Ayasofya I. Justinianus tarafından, 532-537 yılları arasında inşa edildi. 1453 yılında İstanbul'un fethi ile de cami oldu. 15 yüzyıl boyunca ayakta duran Ayasofya, son dönemin en çok konuşulan yapılarının başında geliyor. İstanbul'un 1453'te Osmanlı Türkleri tarafından fethinden sonra, fethin sembolü olarak, derhal Ayasofya Kilisesi camiye dönüştürülmüştür, Türkiye Cumhuriyeti kurulduktan sonra Bakanlar Kurulu'nun 24 Kasım 1934 tarih ve 7/1589 sayılı kararıyla müzeye çevrilmiştir. İşte son dakika haberi ve detaylar takvim.com.tr'de
Ayasofya Şarkısı dinle!
AYASOFYA ŞARKISINI YAZAN YÜCEL ARZEN KİMDİR?
Müzisyen ve piyanist olan Yücel Arzen 1970 yılında doğdu. 1988 yılında İ.T.Ü Türk Musıkisi Devlet Konservatuvarı'na girmeye hak kazandı
Arzen, sekiz yıl boyunca Onur Akın ve İbrahim Sadri 'ye piyano ve bağlama çalmıştır.Yücel Arzen'in Kimseler Bilmez, Erzurum, Mehmet Akif, Bir On Şarkı gibi albümleri de bulunmaktadır.

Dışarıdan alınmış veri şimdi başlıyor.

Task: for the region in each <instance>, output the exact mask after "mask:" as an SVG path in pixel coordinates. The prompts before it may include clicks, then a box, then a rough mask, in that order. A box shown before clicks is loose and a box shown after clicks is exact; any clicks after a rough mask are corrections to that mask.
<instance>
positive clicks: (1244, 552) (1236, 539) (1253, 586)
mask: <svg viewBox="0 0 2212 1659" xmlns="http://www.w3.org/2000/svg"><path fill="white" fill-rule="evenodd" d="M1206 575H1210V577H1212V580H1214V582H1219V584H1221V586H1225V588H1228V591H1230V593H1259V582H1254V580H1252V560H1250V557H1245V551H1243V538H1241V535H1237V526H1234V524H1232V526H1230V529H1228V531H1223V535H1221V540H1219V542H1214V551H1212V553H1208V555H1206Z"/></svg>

Alişan'ın seslendirdiği Ah le Yar şarkısının söz ve müziği Yücel Arzen'e aittir.
ARİF NİHAT ASYA AYASOFYA ŞİİRİ!
Mahzun Ayasofya
Ulu mabed, neye hicrana büründün böyle,
Fatih'in devrini bir nebzecik olsun söyle!
Beş vakit loşluğunda saf saftık,
Davetin vardı dün ezanlarda,
Seni ey mabedim utansınlar ,
Kapayanlar da, açmayanlar da!
Arif Nihat Asya
AYASOFYA'NIN KISA TARİHİ
Ayasofya I. Justinianus tarafından, 532-537 yılları arasında İstanbul'un tarihî yarımadasındaki eski şehir merkezine inşa ettirilmiş bazilika planlı bir patrik katedrali olup 1453 yılında İstanbul'un Osmanlılar tarafından alınmasından sonra Fatih Sultan Mehmet tarafından camiye dönüştürülmüştür.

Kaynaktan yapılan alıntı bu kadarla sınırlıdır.